Here is one that might be confused with an Amano:


----------



## weluvbettas (Aug 27, 2010)

It could be some other shrimp i will try to get pics in a min it has very long and huge claws.


----------



## xmas_one (Feb 5, 2010)

weluvbettas said:


> It could be some other shrimp i will try to get pics in a min it has very long and huge claws.


http://www.theshrimptank.com/shrimpspecies/redclaw.html


----------



## weluvbettas (Aug 27, 2010)

it looks like that one! so basicallly i have a killer shrimp. i have quarintined it in a gallon tank . are they ok in coldwater???


----------



## weluvbettas (Aug 27, 2010)

it dosent have red claws. it has clear ones.


----------



## ZID ZULANDER (Apr 15, 2008)

yep so not an amano shrimp... Should be fine in a cold water tank as long as it doesnt get to cold.
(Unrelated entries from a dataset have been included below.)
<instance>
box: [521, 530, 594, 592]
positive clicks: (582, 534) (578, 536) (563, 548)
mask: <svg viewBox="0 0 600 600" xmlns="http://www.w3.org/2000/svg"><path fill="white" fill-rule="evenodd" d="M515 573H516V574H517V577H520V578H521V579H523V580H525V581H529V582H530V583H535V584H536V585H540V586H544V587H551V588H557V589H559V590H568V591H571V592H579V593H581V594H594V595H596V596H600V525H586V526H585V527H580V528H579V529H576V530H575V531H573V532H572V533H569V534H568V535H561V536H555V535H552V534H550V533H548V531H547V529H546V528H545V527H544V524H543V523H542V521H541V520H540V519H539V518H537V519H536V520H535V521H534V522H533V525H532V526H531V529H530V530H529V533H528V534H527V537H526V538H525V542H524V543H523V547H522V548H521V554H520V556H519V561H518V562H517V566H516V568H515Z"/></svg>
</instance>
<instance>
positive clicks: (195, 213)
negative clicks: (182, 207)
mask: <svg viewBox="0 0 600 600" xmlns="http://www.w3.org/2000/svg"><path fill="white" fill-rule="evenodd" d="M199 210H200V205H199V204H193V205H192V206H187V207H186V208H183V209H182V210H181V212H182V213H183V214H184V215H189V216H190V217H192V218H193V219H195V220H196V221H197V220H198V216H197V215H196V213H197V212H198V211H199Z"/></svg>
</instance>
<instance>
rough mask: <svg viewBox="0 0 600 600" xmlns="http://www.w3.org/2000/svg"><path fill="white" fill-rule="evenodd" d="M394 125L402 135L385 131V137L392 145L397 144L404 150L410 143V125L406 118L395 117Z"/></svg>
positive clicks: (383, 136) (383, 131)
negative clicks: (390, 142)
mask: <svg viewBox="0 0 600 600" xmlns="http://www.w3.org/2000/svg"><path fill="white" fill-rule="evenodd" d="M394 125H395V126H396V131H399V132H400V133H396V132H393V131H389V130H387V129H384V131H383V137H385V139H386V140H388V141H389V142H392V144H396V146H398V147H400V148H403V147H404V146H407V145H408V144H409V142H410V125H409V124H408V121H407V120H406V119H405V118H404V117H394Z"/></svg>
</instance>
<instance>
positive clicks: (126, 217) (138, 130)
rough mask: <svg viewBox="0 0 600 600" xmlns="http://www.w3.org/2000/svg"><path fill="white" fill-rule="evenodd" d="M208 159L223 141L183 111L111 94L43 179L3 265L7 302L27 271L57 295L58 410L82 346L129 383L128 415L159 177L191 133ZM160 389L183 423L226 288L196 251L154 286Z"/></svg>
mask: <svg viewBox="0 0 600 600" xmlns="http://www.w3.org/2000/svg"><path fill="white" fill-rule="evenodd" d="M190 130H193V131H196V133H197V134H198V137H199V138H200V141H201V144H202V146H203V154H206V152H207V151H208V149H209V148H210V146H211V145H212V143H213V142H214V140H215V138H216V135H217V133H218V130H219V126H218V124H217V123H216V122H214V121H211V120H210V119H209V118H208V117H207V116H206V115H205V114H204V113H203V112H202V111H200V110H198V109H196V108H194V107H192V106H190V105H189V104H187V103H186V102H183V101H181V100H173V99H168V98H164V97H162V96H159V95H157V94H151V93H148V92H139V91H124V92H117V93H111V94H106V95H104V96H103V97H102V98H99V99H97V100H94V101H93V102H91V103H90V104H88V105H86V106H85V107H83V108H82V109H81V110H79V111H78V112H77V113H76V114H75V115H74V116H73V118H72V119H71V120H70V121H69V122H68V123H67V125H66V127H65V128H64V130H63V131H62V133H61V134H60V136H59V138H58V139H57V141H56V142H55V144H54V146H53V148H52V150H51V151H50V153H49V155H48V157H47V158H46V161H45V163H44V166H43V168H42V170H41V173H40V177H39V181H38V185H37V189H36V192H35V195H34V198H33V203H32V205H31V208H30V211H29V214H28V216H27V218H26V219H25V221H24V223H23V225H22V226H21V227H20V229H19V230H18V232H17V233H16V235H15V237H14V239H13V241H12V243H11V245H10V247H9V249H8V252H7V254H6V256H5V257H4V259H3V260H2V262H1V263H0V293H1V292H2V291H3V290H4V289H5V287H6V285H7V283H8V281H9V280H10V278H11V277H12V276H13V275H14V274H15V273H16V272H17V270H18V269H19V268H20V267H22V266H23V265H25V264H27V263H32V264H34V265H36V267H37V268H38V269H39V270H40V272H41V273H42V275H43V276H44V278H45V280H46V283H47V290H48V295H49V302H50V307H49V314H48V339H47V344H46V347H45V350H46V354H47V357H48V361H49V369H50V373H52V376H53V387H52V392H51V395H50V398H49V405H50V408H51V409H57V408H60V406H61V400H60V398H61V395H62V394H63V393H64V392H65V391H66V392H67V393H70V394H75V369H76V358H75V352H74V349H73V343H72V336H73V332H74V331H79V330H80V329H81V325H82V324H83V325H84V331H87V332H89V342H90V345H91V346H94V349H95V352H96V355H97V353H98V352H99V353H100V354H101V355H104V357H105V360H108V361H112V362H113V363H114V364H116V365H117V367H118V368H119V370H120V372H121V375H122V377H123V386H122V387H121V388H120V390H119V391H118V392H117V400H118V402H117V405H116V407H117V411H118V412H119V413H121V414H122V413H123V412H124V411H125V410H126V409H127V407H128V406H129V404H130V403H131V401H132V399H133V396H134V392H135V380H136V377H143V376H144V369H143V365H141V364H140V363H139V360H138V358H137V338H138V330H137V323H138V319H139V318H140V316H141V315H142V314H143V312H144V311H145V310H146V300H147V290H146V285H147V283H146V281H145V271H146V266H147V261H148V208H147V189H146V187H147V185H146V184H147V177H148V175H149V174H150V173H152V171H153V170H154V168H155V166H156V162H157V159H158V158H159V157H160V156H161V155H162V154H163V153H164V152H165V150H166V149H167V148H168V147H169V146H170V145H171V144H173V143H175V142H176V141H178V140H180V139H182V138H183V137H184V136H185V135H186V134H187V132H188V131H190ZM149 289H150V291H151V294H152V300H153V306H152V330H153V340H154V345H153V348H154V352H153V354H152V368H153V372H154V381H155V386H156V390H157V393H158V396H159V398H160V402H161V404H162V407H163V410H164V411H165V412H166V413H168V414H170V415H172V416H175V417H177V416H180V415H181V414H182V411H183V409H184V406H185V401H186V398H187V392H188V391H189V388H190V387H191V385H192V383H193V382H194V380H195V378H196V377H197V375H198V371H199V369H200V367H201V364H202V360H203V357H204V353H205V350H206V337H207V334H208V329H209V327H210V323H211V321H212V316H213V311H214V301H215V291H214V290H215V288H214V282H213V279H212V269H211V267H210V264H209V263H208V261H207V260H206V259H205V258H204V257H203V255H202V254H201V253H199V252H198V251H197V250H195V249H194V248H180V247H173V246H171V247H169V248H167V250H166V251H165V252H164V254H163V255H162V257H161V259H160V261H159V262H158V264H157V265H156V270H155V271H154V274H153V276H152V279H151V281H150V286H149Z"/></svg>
Probably will get bigger than it currently is.


----------



## weluvbettas (Aug 27, 2010)

thanks it has caused me trouble over the last few weeks e.g: 4 minnows dieing , ghost shrimp dead , ripped betta fins. stupid shrimp. I have called him Mr nasty! like the name? lol


----------



## Navigarden (Jun 25, 2010)

I dislike amanos the more they grow the bigger a bully they become! I lost many an RCS to my amanos before I realized what was happening!


----------



## fresh.salty (Jul 2, 2010)

I have one in my tank at home that has some fairly large spots of a rusty looking orange running up it's back.
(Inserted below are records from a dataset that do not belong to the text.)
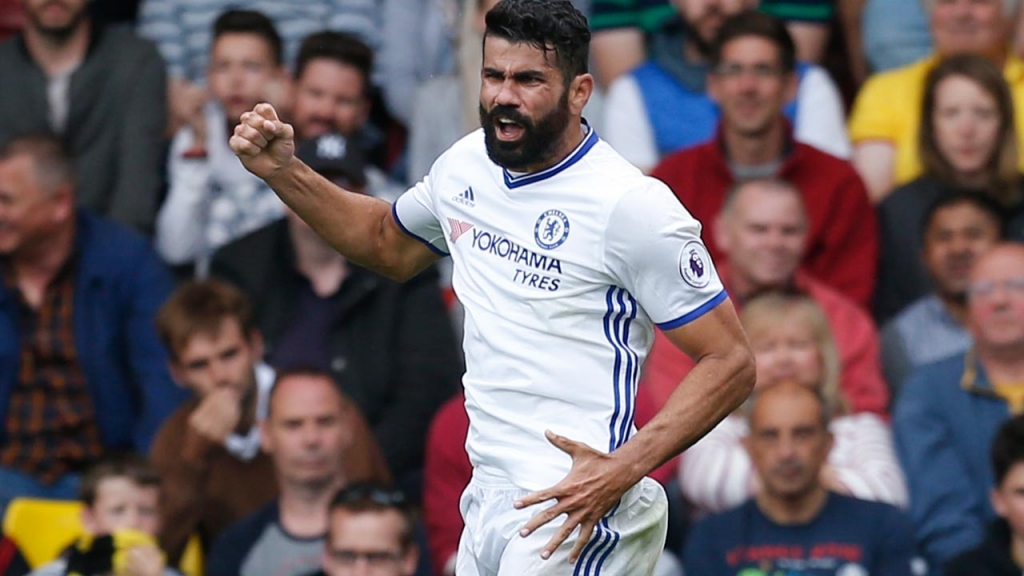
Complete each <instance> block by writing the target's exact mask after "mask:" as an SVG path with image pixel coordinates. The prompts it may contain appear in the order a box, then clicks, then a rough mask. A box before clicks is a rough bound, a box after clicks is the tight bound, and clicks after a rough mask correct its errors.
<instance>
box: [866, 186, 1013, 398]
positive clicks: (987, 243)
mask: <svg viewBox="0 0 1024 576" xmlns="http://www.w3.org/2000/svg"><path fill="white" fill-rule="evenodd" d="M1005 228H1006V219H1005V215H1004V211H1002V209H1001V208H1000V207H999V205H998V204H996V203H995V202H994V201H993V200H991V199H989V198H988V197H986V196H983V195H980V194H977V193H970V192H961V193H954V194H951V195H948V196H945V197H943V198H941V199H939V200H938V201H937V202H935V203H934V204H933V205H932V206H931V208H929V211H928V212H927V215H926V217H925V224H924V234H923V245H924V249H923V250H922V254H921V256H922V258H923V260H924V262H925V268H926V269H927V270H928V274H929V276H930V277H931V278H932V283H933V292H932V293H931V294H928V295H927V296H924V297H922V298H920V299H919V300H916V301H915V302H913V303H912V304H910V305H908V306H907V307H906V308H904V310H903V312H901V313H900V314H899V315H897V316H896V317H895V318H894V319H893V320H891V321H890V322H889V323H888V324H886V325H885V326H884V327H883V330H882V364H883V369H884V371H885V375H886V380H888V382H889V385H890V387H891V388H892V393H893V394H892V398H896V397H897V396H898V394H899V387H900V385H901V384H902V383H903V380H904V379H905V378H906V377H907V376H908V375H910V373H911V372H913V370H915V369H916V368H919V367H921V366H923V365H925V364H930V363H932V362H935V361H938V360H942V359H944V358H947V357H950V356H955V355H958V354H964V352H966V351H967V349H968V348H969V347H971V335H970V334H969V333H968V331H967V329H966V328H965V327H964V319H965V316H966V315H967V285H968V281H969V274H970V272H971V266H972V265H973V264H974V262H975V260H977V259H978V257H979V256H980V255H981V254H982V253H984V252H986V251H987V250H988V249H989V248H991V247H992V246H993V245H995V244H996V243H997V242H999V240H1001V239H1002V238H1004V234H1005ZM883 249H885V247H883Z"/></svg>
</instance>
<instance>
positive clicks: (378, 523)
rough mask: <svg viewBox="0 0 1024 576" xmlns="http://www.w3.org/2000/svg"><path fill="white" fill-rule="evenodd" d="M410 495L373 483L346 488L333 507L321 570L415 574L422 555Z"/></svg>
mask: <svg viewBox="0 0 1024 576" xmlns="http://www.w3.org/2000/svg"><path fill="white" fill-rule="evenodd" d="M414 525H415V519H414V512H413V507H412V505H411V504H410V502H409V500H408V499H407V498H406V495H404V494H402V493H401V492H399V491H397V490H393V489H390V488H386V487H384V486H381V485H377V484H371V483H359V484H353V485H351V486H348V487H346V488H343V489H342V490H341V491H340V492H338V494H337V495H335V497H334V499H333V500H332V501H331V506H330V507H329V508H328V534H327V542H325V545H324V570H323V572H321V573H319V575H317V576H350V575H353V574H368V573H370V574H374V575H377V576H411V575H412V574H414V573H416V567H417V562H418V559H419V556H420V550H419V547H418V546H417V544H416V541H415V539H414Z"/></svg>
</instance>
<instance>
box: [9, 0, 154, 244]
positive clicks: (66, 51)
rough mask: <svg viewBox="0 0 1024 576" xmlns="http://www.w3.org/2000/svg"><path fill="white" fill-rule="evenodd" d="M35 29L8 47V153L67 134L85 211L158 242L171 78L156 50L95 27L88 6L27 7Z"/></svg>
mask: <svg viewBox="0 0 1024 576" xmlns="http://www.w3.org/2000/svg"><path fill="white" fill-rule="evenodd" d="M23 5H24V7H25V10H26V16H27V17H26V19H25V24H26V26H25V29H24V31H23V32H22V33H20V34H18V35H17V36H15V37H14V38H11V39H9V40H7V41H6V42H4V43H3V44H0V78H3V82H4V85H5V86H6V87H7V89H4V90H0V118H2V120H0V146H2V145H4V143H6V142H8V141H10V140H11V139H13V138H14V137H16V136H18V135H22V134H27V133H38V132H44V131H45V132H49V131H52V132H55V133H57V134H60V136H61V138H62V139H63V141H65V145H66V146H67V147H68V149H69V150H70V151H71V154H72V156H73V157H74V160H75V167H76V170H77V172H78V175H79V183H78V203H79V204H80V205H82V206H85V207H87V208H89V209H91V210H94V211H96V212H98V213H100V214H103V215H105V216H108V217H111V218H114V219H116V220H119V221H121V222H123V223H126V224H129V225H131V227H133V228H135V229H136V230H138V231H140V232H142V233H144V234H146V235H152V234H153V227H154V220H155V218H156V216H157V206H158V202H159V199H160V194H161V191H162V188H163V181H162V177H161V174H162V173H163V167H162V163H163V161H164V154H165V148H166V147H165V142H164V137H163V134H164V124H165V123H166V122H167V114H166V108H167V100H166V93H165V90H164V88H163V86H164V83H165V72H164V65H163V61H161V59H160V54H159V53H158V52H157V50H156V48H154V46H153V45H152V44H151V43H150V42H147V41H145V40H142V39H140V38H138V37H136V36H135V35H133V34H132V33H131V32H129V31H127V30H124V29H118V28H104V27H102V26H100V25H98V24H96V23H94V22H92V20H91V19H90V18H89V15H88V12H87V10H88V0H62V1H61V2H59V3H53V2H47V1H45V0H26V1H24V2H23Z"/></svg>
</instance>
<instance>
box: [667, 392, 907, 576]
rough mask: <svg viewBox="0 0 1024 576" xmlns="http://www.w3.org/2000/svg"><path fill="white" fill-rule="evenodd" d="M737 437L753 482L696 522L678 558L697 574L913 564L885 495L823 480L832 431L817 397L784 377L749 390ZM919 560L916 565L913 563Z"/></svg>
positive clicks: (892, 507) (778, 572)
mask: <svg viewBox="0 0 1024 576" xmlns="http://www.w3.org/2000/svg"><path fill="white" fill-rule="evenodd" d="M749 420H750V429H751V431H750V436H749V437H748V438H746V439H745V440H744V446H745V447H746V449H748V451H749V452H750V455H751V460H752V462H753V463H754V467H755V469H756V470H757V472H758V477H759V481H760V484H761V487H760V490H759V491H758V493H757V495H756V496H755V497H754V499H752V500H750V501H749V502H746V503H745V504H742V505H741V506H739V507H737V508H734V509H732V510H730V511H727V512H724V513H721V515H716V516H713V517H711V518H708V519H707V520H705V521H703V522H701V523H699V524H697V525H696V526H695V527H694V529H693V532H692V533H691V535H690V537H689V538H688V539H687V546H686V550H685V556H684V558H683V565H684V567H685V569H686V573H687V574H699V575H700V576H715V575H721V576H734V575H736V574H743V575H744V576H761V575H765V576H767V575H775V574H801V575H803V576H825V575H829V576H833V575H840V576H845V575H848V574H857V575H861V574H885V575H886V576H901V575H910V574H915V573H920V572H919V571H916V570H913V569H912V568H911V566H912V565H913V564H914V563H915V562H920V561H915V560H914V550H913V540H912V532H913V531H912V529H911V527H910V523H909V520H908V519H907V518H906V517H905V516H903V513H902V512H900V511H899V510H898V509H897V508H895V507H893V506H890V505H888V504H882V503H878V502H868V501H865V500H858V499H856V498H851V497H849V496H844V495H842V494H838V493H835V492H829V491H828V490H826V489H825V487H824V486H823V485H822V483H821V481H820V472H821V466H822V464H824V462H825V461H826V459H827V457H828V451H829V450H830V449H831V446H833V437H831V434H830V433H829V431H828V414H827V410H826V408H825V404H824V402H823V401H822V399H821V396H820V395H819V394H818V393H816V392H815V390H813V389H811V388H809V387H807V386H805V385H802V384H797V383H790V382H783V383H780V384H776V385H773V386H769V387H767V388H764V389H762V390H759V392H757V393H755V397H754V399H753V400H752V401H751V405H750V412H749ZM921 568H922V569H923V567H921Z"/></svg>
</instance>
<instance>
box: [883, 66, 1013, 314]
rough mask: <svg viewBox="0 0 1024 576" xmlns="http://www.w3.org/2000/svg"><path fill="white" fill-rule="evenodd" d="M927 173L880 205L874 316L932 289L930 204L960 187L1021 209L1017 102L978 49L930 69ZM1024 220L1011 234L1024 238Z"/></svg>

In the picture posted above what the clue that it's not an amano?


----------



## vca2004 (Sep 7, 2009)

No, that's not an Amano. That's a Macrobrachium shrimp, which you can identify by the long arms in the front. Amanos are usually not "nasty" to anything, they just care for their algae.


----------



## tukmol (Nov 22, 2008)

shimp in the photo has claws too long for an amano.
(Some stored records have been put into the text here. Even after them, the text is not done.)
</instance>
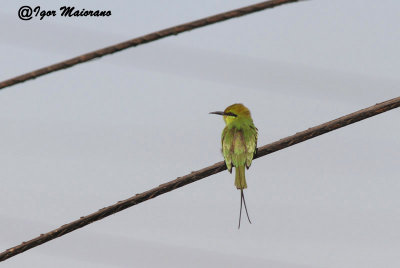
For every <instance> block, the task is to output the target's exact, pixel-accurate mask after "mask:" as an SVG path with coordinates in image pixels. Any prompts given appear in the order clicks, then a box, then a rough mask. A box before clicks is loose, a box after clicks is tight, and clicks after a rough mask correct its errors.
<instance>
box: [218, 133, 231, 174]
mask: <svg viewBox="0 0 400 268" xmlns="http://www.w3.org/2000/svg"><path fill="white" fill-rule="evenodd" d="M232 140H233V136H232V133H231V132H230V130H229V129H228V127H225V128H224V130H223V131H222V135H221V145H222V155H223V156H224V159H225V164H226V167H227V168H228V171H229V172H231V173H232V154H231V145H232Z"/></svg>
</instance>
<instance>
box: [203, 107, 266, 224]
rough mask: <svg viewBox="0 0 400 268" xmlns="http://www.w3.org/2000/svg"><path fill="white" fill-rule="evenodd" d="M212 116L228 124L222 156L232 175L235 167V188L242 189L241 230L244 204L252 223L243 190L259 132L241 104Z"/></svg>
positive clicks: (240, 191) (229, 171)
mask: <svg viewBox="0 0 400 268" xmlns="http://www.w3.org/2000/svg"><path fill="white" fill-rule="evenodd" d="M210 114H219V115H222V116H223V117H224V121H225V124H226V126H225V128H224V130H223V131H222V136H221V143H222V154H223V155H224V159H225V163H226V167H227V168H228V170H229V172H231V173H232V166H234V167H235V186H236V188H237V189H240V213H239V228H240V220H241V216H242V204H244V208H245V210H246V215H247V219H248V220H249V222H250V223H251V221H250V217H249V213H248V212H247V206H246V201H245V199H244V194H243V189H246V188H247V183H246V176H245V174H244V173H245V167H246V168H247V169H248V168H249V167H250V165H251V161H252V160H253V156H254V154H255V153H256V149H257V137H258V130H257V128H256V127H255V126H254V123H253V119H252V118H251V115H250V111H249V109H247V108H246V107H245V106H244V105H243V104H241V103H235V104H232V105H231V106H228V107H227V108H226V109H225V111H223V112H211V113H210Z"/></svg>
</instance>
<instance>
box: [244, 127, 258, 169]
mask: <svg viewBox="0 0 400 268" xmlns="http://www.w3.org/2000/svg"><path fill="white" fill-rule="evenodd" d="M245 133H246V135H245V140H246V156H247V159H246V167H247V168H249V167H250V166H251V162H252V160H253V157H254V155H255V154H256V150H257V139H258V129H257V128H256V127H255V126H254V125H250V128H249V129H248V130H247V131H246V132H245Z"/></svg>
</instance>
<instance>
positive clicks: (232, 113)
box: [225, 112, 237, 117]
mask: <svg viewBox="0 0 400 268" xmlns="http://www.w3.org/2000/svg"><path fill="white" fill-rule="evenodd" d="M225 115H228V116H233V117H237V115H236V114H234V113H232V112H229V113H225Z"/></svg>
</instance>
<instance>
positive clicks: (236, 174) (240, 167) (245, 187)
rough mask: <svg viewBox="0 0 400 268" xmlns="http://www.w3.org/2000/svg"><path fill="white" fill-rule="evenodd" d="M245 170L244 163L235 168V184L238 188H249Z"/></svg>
mask: <svg viewBox="0 0 400 268" xmlns="http://www.w3.org/2000/svg"><path fill="white" fill-rule="evenodd" d="M244 171H245V167H244V165H243V166H238V167H236V168H235V186H236V188H237V189H242V190H243V189H246V188H247V183H246V176H245V175H244Z"/></svg>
i have 10 amanos in my planted nano... living peacefully with 20 neons and a pair of guppies. my amanos are so peaceful, that even when a fish dies... they won't even scavenge for the dead flesh.


----------



## Mr. Fisher (Mar 24, 2009)

vca2004 said:


> Are you sure it's an Amano shrimp? Some Macrobrachium shrimp look very similar. They have somewhat larger arms, hence the name. They will kill other shrimp and attack your fish!


+2

I have 50+ amanos in my tank, and no problems what so ever.


----------



## reybie (Jun 7, 2007)

Any of you guy's amanos like walking on carpet? LOL I lost 2 already and 1 got lucky when my wife saw it wandering in the living room.


----------



## weluvbettas (Aug 27, 2010)

The shrimp died the other day was quite glad after the trouble its caused me! While it was deing it kept swimming upside down and shooting everywhere! what was happening to it?


----------



## Eden Marel (Jan 28, 2010)

weluvbettas said:


> thanks it has caused me trouble over the last few weeks e.g: 4 minnows dieing , ghost shrimp dead , ripped betta fins. stupid shrimp. I have called him Mr nasty! like the name? lol


Yes I love the name, it will fit him very well!! :icon_cool Be sure to put it on his gravestone


----------



## weluvbettas (Aug 27, 2010)

When he was dieing i wasent sure to be upset or glad .  lol


----------